Encaminhamentos: do diagnóstico ao tratamento

Esta rápida explanação mostra que é necessário buscar ajuda de profissionais competentes especializados na área, como neurologistas, psicólogos e psiquiatras, para que seja feita uma avaliação cuidadosa e um diagnóstico criterioso e eficaz. Assim, pode ser proposto um tratamento adequado, quer seja diagnosticado de fato um transtorno como o TDAH ou apenas hajam sinais de inadequações comportamentais. Em todo o caso, apenas o profissional da saúde é capaz de realizar tal diagnóstico e prescrever o encaminhamento e o tratamento mais adequados para cada caso em particular.

Diante de um diagnóstico de TDAH por um profissional qualificado, um programa de tratamento adequado deve levar em conta três componentes:

  1. Informação e Conhecimento – procure saber ao máximo o que ocorre com seu filho ou criança pela qual você é, de alguma maneira responsável. Entendendo o que está acontecendo, você pode estar muito mais apta a cuidar da criança de maneira adequada e se sentirá mais segura sobre o que fazer.
  2. Medicação – apenas o médico pode definir a necessidade da inserção de medicamentos no tratamento da criança. Procure saber sobre os possíveis efeitos (tanto os esperados quanto os colaterais), converse e pergunte ao médico o que precisar saber, tire suas dúvidas: é importante ter todas as informações sobre o que está ocorrendo com a criança e o que esperar do tratamento proposto.
  3. Recursos Psicoterápicos – a criança precisará de apoio profissional para aprender a lidar com a realidade que a cerca, adequando-se aos ambientes nos quais se insere e entendendo seus comportamentos e sentimentos diante das situações que vivencia. Sempre que se mostrar necessário ou desejado, pais e cuidadores devem procurar acompanhamento psicoterápico, para que possam lidar, também, com suas ansiedades, frustrações e situações que vivenciam.
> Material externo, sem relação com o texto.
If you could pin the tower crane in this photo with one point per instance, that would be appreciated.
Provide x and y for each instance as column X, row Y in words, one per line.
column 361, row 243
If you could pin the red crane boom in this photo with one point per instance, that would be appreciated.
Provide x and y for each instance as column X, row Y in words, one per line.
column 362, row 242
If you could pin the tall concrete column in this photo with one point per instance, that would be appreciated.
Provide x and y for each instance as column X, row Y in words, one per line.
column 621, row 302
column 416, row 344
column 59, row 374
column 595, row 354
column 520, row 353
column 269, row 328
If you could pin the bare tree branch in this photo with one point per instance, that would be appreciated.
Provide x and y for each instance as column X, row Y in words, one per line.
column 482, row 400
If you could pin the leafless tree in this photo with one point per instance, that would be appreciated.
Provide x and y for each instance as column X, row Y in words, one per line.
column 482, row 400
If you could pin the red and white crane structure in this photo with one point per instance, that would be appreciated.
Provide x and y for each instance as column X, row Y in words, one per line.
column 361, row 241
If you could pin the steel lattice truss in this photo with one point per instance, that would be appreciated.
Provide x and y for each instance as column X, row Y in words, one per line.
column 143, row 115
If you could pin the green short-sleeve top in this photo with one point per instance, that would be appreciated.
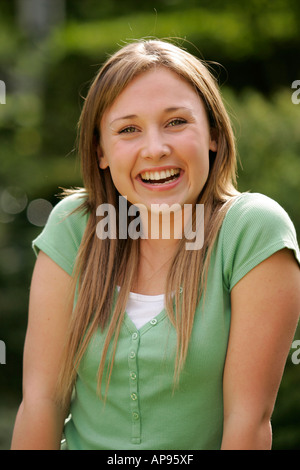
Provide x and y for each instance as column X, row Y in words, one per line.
column 141, row 410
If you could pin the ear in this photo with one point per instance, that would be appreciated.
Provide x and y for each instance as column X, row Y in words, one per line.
column 213, row 141
column 102, row 160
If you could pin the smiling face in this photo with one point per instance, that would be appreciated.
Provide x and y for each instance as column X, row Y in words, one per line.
column 155, row 139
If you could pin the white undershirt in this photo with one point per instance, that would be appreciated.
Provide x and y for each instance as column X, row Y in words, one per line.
column 142, row 308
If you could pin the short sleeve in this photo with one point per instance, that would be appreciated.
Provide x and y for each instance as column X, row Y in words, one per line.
column 62, row 234
column 255, row 227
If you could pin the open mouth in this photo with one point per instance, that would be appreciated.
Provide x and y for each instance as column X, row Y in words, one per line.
column 160, row 177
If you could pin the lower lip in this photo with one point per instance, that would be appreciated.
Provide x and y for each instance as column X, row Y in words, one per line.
column 161, row 187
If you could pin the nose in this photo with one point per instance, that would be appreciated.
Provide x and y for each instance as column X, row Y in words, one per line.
column 154, row 146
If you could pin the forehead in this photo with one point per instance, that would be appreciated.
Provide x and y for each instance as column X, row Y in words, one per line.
column 154, row 87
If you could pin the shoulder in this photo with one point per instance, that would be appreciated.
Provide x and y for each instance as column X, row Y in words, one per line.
column 63, row 232
column 254, row 228
column 69, row 205
column 255, row 205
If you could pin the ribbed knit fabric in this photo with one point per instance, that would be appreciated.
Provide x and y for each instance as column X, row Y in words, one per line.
column 141, row 412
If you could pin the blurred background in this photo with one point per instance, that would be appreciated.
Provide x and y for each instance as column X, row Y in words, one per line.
column 49, row 52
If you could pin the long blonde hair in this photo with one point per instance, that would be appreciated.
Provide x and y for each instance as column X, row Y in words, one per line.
column 101, row 264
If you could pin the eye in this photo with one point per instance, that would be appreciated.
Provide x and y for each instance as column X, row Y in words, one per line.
column 176, row 122
column 128, row 130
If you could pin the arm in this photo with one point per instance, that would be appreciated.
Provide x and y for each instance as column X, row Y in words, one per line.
column 265, row 310
column 40, row 420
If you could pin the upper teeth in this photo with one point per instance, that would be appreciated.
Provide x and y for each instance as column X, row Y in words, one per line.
column 159, row 175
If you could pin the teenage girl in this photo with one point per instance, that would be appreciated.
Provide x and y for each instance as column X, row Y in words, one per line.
column 140, row 342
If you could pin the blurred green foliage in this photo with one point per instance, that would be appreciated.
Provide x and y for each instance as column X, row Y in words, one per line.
column 46, row 75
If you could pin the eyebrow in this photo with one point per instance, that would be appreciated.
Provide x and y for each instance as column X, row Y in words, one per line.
column 167, row 110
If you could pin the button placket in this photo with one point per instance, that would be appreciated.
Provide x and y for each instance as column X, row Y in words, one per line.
column 133, row 388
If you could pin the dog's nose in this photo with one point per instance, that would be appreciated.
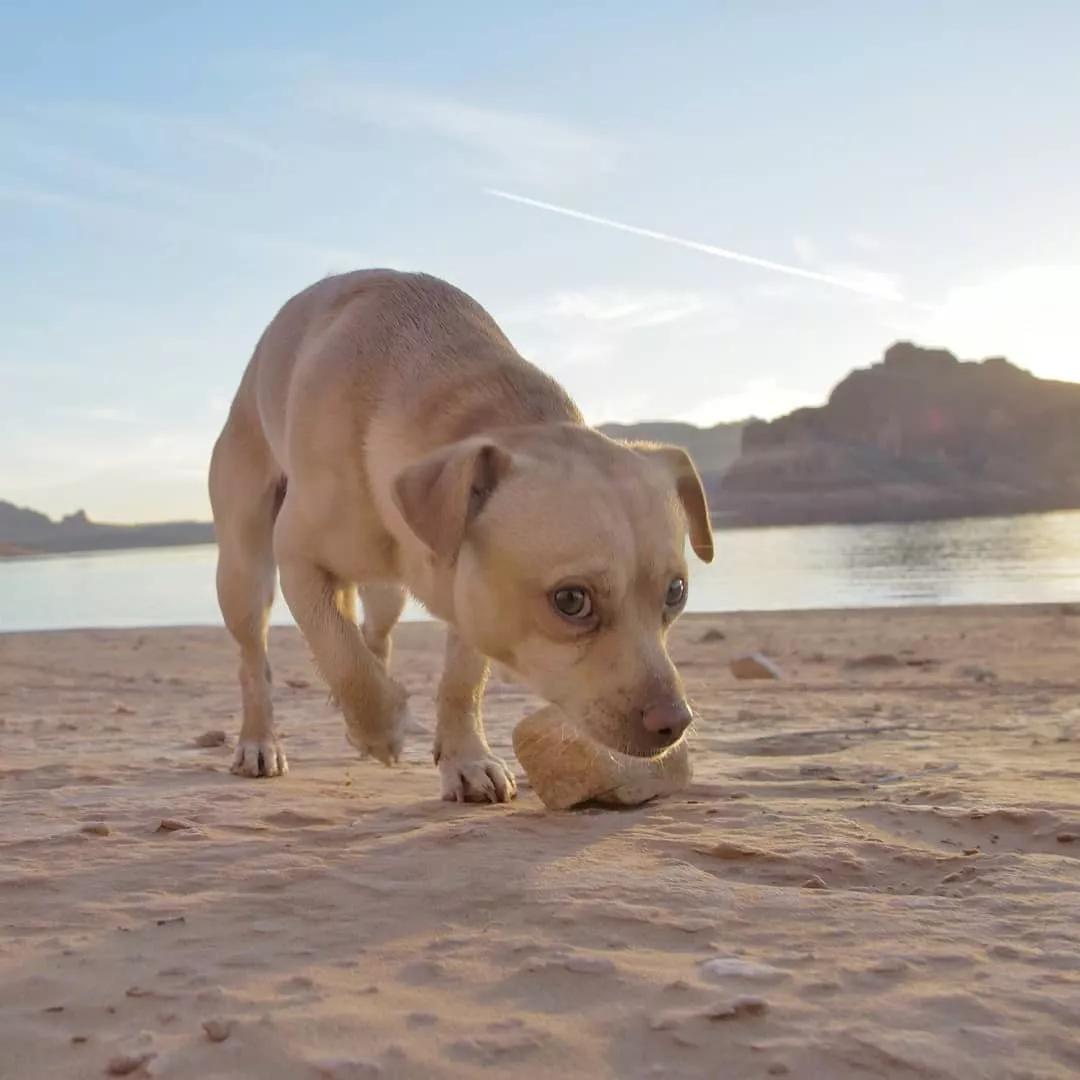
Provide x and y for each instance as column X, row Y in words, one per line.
column 667, row 720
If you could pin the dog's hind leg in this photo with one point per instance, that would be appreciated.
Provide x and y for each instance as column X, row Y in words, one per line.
column 245, row 496
column 382, row 608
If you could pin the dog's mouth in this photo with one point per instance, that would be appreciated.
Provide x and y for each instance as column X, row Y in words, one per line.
column 633, row 744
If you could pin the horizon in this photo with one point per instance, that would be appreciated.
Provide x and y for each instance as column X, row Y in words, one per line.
column 692, row 216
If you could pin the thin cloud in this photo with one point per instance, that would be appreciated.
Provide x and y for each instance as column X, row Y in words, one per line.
column 617, row 309
column 524, row 146
column 878, row 286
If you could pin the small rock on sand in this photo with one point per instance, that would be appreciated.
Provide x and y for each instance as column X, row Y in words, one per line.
column 173, row 825
column 874, row 661
column 123, row 1065
column 726, row 849
column 589, row 964
column 349, row 1069
column 754, row 665
column 979, row 673
column 217, row 1030
column 733, row 967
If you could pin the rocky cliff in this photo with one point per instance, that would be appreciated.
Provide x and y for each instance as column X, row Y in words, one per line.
column 27, row 532
column 921, row 434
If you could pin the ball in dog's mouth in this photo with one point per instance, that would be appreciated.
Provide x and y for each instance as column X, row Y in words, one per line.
column 566, row 767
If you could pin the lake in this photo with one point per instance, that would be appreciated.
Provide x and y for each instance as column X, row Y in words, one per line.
column 1023, row 559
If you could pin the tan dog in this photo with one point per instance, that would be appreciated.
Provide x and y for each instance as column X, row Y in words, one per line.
column 388, row 437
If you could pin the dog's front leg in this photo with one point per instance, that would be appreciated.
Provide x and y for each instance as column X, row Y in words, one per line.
column 374, row 705
column 470, row 771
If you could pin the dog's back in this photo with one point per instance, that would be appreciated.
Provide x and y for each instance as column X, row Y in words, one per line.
column 358, row 347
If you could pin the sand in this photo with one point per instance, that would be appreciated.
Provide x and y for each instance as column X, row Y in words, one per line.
column 876, row 872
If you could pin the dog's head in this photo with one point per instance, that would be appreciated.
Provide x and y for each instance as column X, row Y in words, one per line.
column 567, row 556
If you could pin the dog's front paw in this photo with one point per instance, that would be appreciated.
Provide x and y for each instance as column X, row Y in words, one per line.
column 259, row 757
column 380, row 734
column 474, row 774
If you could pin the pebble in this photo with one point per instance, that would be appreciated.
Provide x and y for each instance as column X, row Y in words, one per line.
column 124, row 1065
column 349, row 1069
column 173, row 825
column 734, row 1009
column 726, row 849
column 217, row 1030
column 875, row 661
column 589, row 964
column 733, row 967
column 754, row 665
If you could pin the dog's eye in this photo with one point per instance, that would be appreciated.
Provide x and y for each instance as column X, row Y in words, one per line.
column 572, row 602
column 676, row 593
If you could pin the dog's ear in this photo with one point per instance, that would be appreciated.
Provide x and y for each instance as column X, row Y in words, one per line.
column 690, row 490
column 440, row 495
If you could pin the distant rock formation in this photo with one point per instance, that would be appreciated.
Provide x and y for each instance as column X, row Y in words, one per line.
column 919, row 435
column 28, row 532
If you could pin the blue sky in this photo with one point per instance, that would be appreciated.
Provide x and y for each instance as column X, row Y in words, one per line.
column 170, row 177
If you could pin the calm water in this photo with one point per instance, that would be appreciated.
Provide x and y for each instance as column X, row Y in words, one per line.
column 1031, row 558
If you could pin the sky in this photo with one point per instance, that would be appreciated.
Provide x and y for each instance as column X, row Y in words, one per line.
column 802, row 185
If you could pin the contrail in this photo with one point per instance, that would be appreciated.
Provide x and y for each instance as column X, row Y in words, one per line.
column 881, row 293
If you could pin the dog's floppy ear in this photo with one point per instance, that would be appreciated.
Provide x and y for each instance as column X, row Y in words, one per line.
column 690, row 491
column 440, row 495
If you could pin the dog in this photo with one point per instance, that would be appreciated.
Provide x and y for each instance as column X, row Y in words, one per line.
column 388, row 440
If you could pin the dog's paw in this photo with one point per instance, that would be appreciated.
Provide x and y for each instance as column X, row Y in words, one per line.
column 383, row 740
column 259, row 757
column 474, row 774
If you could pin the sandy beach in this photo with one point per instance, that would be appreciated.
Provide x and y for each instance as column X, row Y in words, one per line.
column 876, row 872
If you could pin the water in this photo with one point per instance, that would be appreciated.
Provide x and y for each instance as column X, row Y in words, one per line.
column 1030, row 558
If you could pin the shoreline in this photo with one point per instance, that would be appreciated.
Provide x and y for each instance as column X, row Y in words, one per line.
column 1065, row 608
column 876, row 869
column 721, row 521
Desta forma, garante-se que todos estejam bem amparados para lidar com as situações cotidianas.

Referências:
Associação Brasileira do Déficit de Atenção – Disponível em www.tdah.org.br .
Quiteiro, R. S. Autoconhecimento e Responsabilidade em Irmão Urso. Em: de-Farias, A. K. C; & Ribeiro, M. R (Org.) Skinner vai ao cinema. Santo André, SP: ESETec Editores Associados, 2007, 1ª. Ed.